L'hôpital avec mention - L'Infirmière Magazine n° 235 du 01/02/2008 | Espace Infirmier
 

L'Infirmière Magazine n° 235 du 01/02/2008

 

Scolarité

Du côté des associations

L'Aiscobam, à Nancy, dispense toute l'année des cours à des adolescents hospitalisés, leur permettant de conserver leur vie sociale et d'éviter la rupture scolaire.

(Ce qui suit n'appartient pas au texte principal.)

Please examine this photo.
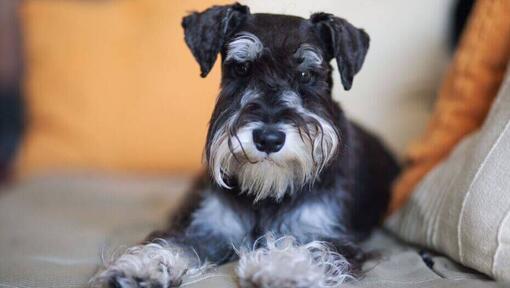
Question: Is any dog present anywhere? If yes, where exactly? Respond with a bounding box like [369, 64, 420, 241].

Obtenir le baccalauréat à l'hôpital ? L'an dernier, ils sont quatre jeunes Lorrains à l'avoir fait, avec mention très bien pour l'un d'entre eux. Leur centre d'examen : l'hôpital pour enfants du CHU de Nancy. L'Aiscobam (Aide scolaire bénévole aux adolescents malades) (1) y a ses locaux.

bénévoles

L'association a vu le jour en 1991 au lycée Poincaré de Nancy, après le décès d'un élève de seconde qui n'avait pu suivre aucun cours pendant sa longue hospitalisation. L'idée a alors germé d'organiser des enseignements dans le service de cancérologie du CHU. La mobilisation fut rapide et entièrement bénévole. Depuis, la structure a évolué, en se professionnalisant. En 2002, elle a obtenu trois postes d'enseignants de l'Éducation nationale. « Les profs de lettres, de maths et d'anglais travaillent la moitié du temps en structure de soin, l'autre moitié en lycée ou en collège, pour rester en contact avec le terrain », explique Anicet Uhring, président de l'Aiscobam.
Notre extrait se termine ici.